NPR, one of the media organisations frequently used by the SPLC to spout its propaganda, reported on the indictments and was forced to publish what it never reported on itself – that is that the SPLC funded the very organisations it painted as grave threats to American life.
“For decades, the Southern Poverty Law Center has been known for tracking hate groups. On Tuesday, the Justice Department announced federal criminal charges against the nonprofit in connection with its use of paid informants to infiltrate extremist groups,” NPR host Michel Martin said.
She then asked NPR justice correspondent Ryan Lucas to “remind us of what the SPLC does”.
Lucas: “So the Southern Poverty Law Center – it’s also known as the SPLC. It’s a 55-year-old civil rights organization. It has a storied history. It’s based in Montgomery, Alabama. It started out as a law center doing a lot of civil rights work, trying to help end the vestiges of the Jim Crow era in the South. And its work later expanded to monitoring white supremacist groups, hate groups – including the KKK – and extremist groups more broadly.”
So the picture is painted of a “non-profit organisation that has been fighting for civil rights for 55 years and that tracks “hate groups”. How noble. What could the Trump DOJ possibly have against them?
NPR went on to detail the charges and then reported on SPLC’s response: “…the nonprofit’s CEO, Bryan Fair, defended the payments made to informants. He says these people risked their lives to infiltrate extremist groups and provide information on their activities.
“It was done to protect SPLC staff, to gather intelligence on violent threats. He said that information was shared with local and federal law enforcement, including the FBI, and he said that information no doubt saved lives. He also said the SPLC will defend its work.”
NPR then aired comments by Fair: “We will not be intimidated into silence or contrition, and we will not abandon our mission or the communities we serve.” Obviously the protestations of a noble champion of social justice! (Excuse the sarcasm).
Lucas: Now, Fair also argued in that video that the SPLC is being targeted for political reasons.
Martin: Well, we’re – and we have seen the Justice Department under this administration go after President Trump’s critics, often at his explicit direction. So what about Fair’s argument that this indictment is political?
Lucas: Well, look. Acting Attorney General Todd Blanche delivered this news at a press conference yesterday.
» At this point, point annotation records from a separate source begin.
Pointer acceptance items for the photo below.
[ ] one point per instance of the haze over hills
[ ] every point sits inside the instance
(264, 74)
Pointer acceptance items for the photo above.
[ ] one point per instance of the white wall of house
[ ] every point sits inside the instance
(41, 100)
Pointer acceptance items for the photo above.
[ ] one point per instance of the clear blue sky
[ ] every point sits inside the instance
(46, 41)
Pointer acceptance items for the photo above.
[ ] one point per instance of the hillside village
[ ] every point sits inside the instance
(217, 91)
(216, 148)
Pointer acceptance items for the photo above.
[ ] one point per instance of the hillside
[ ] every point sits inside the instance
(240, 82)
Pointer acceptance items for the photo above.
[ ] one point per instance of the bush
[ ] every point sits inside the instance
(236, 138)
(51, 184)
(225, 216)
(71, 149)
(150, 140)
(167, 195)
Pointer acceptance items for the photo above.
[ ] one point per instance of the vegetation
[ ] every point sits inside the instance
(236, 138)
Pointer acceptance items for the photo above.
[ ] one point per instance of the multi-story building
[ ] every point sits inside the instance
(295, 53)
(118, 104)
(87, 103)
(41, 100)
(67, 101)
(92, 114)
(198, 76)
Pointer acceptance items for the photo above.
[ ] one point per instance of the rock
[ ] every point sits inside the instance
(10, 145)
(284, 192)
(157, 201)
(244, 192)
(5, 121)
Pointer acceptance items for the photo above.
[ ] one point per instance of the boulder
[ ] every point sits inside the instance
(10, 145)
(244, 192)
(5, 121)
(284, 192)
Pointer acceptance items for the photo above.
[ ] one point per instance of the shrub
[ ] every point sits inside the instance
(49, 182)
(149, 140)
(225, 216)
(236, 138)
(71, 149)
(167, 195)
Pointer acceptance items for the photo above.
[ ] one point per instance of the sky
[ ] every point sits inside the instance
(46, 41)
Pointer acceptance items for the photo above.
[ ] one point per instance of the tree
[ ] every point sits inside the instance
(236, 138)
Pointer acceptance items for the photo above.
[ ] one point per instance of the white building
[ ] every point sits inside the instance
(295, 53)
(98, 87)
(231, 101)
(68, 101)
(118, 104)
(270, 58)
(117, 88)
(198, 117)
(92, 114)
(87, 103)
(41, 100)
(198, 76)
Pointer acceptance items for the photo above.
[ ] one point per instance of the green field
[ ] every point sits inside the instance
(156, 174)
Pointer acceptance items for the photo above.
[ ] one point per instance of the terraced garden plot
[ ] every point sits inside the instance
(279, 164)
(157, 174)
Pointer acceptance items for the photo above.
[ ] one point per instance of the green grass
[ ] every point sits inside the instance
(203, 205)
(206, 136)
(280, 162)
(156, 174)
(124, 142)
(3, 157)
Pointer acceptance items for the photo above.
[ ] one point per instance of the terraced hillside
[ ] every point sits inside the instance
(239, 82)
He was asked about concerns about politics in this investigation. Here’s what he said.
Todd Blanche: Well, I mean, look. It’s free from – there is nothing political about this indictment or this investigation.
Lucas: Now, it is no secret, though, that conservatives have been highly critical of the Southern Poverty Law Center for years. They say it unfairly labels conservative organizations. One example they point to is an SPLC report in 2024 that described Turning Point USA – that’s the group, of course, that was started by the right-wing activist Charlie Kirk – described it as a case study of the hard right. And then after Kirk was assassinated last year, the FBI ended a long-running relationship that it had with the Southern Poverty Law Center. And at the time, FBI Director Kash Patel said that the civil rights group had turned into what he called a partisan smear machine. Now, this prosecution, this case, of course, is just getting underway, so we will see how this all plays out in court.
Rhodes said SPLC could probably effectively defend itself with skillful lawyers by arguing that the payments to informants was a necessary security measure.